Intervention de Dino Cinieri

Séance en hémicycle du 6 décembre 2012 à 9h30
Mieux protéger les indications géographiques et les noms des collectivités territoriales — Discussion générale

Photo issue du site de l'Assemblée nationale ou de WikipediaDino Cinieri :

Le 9 octobre, nous avons auditionné en commission des affaires économiques MM. Vincent Alazard, maire de Laguiole, et Michel Bras, chef d'un restaurant gastronomique et originaire de Laguiole. Je garde un souvenir ému de cette audition car elle sonnait comme un appel au secours d'amoureux de leur pays aveyronnais, qui sont dépossédés de leur village.

Depuis 1994, la municipalité enchaîne les actions en justice pour que ses artisans puissent continuer à utiliser le nom de leur commune. Pourquoi ne le peuvent-ils pas, me demanderez-vous ? Parce qu'un groupe industriel sans aucun lien avec l'Aveyron, qui fabrique des couteaux en Chine, a déposé en 1993 une marque « Laguiole » pour 38 des 45 classes de produits et services existant à l'Institut national de la propriété industrielle.

Ainsi, alors que le couteau laguiole est né à Laguiole, la justice estime que le caractère générique du mot « Laguiole » ne désigne qu'une forme de couteau. Elle considère également que la notoriété du village est faible alors que selon le sondage réalisé par TNS, le taux de notoriété spontané de Laguiole est de 47 %.

À ce jour, aux termes de l'article L.711-1 du code de la propriété intellectuelle, la marque est un signe servant à distinguer les produits ou services d'une personne physique ou morale et les noms géographiques peuvent notamment constituer un tel signe.

Le dépôt de la marque « Laguiole » se situe donc dans la droite ligne d'une jurisprudence constante. Il existe d'autres marques constituées de noms géographiques très connus évoquant des lieux paradisiaques, des villages charmants ou des contrées du bout du monde, et de grandes entreprises françaises ne se privent pas de déposer des noms de lieux géographiques français ou étrangers.

Le cas de Laguiole est un exemple parmi d'autres. On peut en effet recenser plus d'une centaine de marques, comme Mont-Saint-Michel par exemple.

Certes, la justice est indépendante, mais le législateur peut modifier la loi, comme l'a très bien rappelé notre président de commission, Et notre excellent rapporteur Daniel Fasquelle d'ajouter que là où il y a une volonté, il y a toujours un chemin.

C'est pourquoi nous sommes ici ce matin. La présente proposition de loi concerne deux sujets distincts : d'une part les indications géographiques appliquées aux produits artisanaux et manufacturiers et d'autre part la protection des dénominations des collectivités territoriales.
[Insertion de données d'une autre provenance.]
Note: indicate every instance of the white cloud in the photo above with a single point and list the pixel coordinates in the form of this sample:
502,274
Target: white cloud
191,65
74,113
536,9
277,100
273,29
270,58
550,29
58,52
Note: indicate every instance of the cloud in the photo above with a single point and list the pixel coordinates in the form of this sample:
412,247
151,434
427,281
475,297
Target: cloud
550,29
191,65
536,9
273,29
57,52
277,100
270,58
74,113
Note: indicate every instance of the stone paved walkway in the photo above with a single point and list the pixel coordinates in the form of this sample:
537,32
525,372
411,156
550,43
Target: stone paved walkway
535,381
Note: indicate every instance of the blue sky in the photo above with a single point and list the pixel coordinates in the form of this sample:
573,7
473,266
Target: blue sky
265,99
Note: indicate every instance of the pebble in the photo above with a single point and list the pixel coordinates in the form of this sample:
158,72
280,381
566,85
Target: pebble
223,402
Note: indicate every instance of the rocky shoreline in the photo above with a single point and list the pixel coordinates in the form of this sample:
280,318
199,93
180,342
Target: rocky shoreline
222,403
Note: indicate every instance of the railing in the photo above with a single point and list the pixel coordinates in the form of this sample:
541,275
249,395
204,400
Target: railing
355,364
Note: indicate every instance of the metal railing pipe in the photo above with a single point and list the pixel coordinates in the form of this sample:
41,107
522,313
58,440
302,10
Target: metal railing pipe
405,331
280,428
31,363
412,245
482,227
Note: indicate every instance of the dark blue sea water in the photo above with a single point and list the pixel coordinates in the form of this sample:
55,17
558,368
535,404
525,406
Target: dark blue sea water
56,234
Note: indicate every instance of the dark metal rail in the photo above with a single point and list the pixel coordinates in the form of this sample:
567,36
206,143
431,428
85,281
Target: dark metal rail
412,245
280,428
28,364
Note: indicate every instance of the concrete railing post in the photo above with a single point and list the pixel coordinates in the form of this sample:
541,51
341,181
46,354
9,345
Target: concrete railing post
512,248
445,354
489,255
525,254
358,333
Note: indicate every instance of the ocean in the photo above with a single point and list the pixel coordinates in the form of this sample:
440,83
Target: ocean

À l'heure de la mondialisation de l'économie et de la concurrence, ces deux problématiques sont connexes et s'inscrivent dans une même perspective : celle de renforcer la reconnaissance des savoir-faire des entreprises françaises en s'appuyant sur les identifiants forts que sont les noms des collectivités territoriales. Car ces noms permettent une identification des produits à un terroir, une histoire ou une renommée.

Actuellement, rien n'est prévu pour les produits non alimentaires, la législation européenne n'obligeant qu'à apposer l'indication géographique des produits importés dans l'Union, et ce pour de simples raisons d'ordre douanier.

Dans un pays comme la France célèbre pour sa porcelaine de Limoges, ses chaussures de Romans, sa coutellerie de Thiers ou ses tapisseries d'Aubusson, cet enjeu est particulièrement important tant sur le plan de l'économie que du point de vue de son rayonnement.

En 2011, consciente que les consommateurs ont un vrai désir de proximité et d'authenticité concernant les produits artisanaux et manufacturés, l'ancienne majorité soutenait un projet de loi renforçant les droits, la protection et l'information des consommateurs dont notre ami Daniel Fasquelle était rapporteur.

Ce projet de loi comportait un article relatif aux indications géographiques des produits non alimentaires et la commission avait également adopté un amendement visant à mieux protéger les noms des collectivités territoriales à l'encontre des usages dévoyés ou déloyaux.

Ce texte n'a malheureusement pas abouti, et le problème persiste.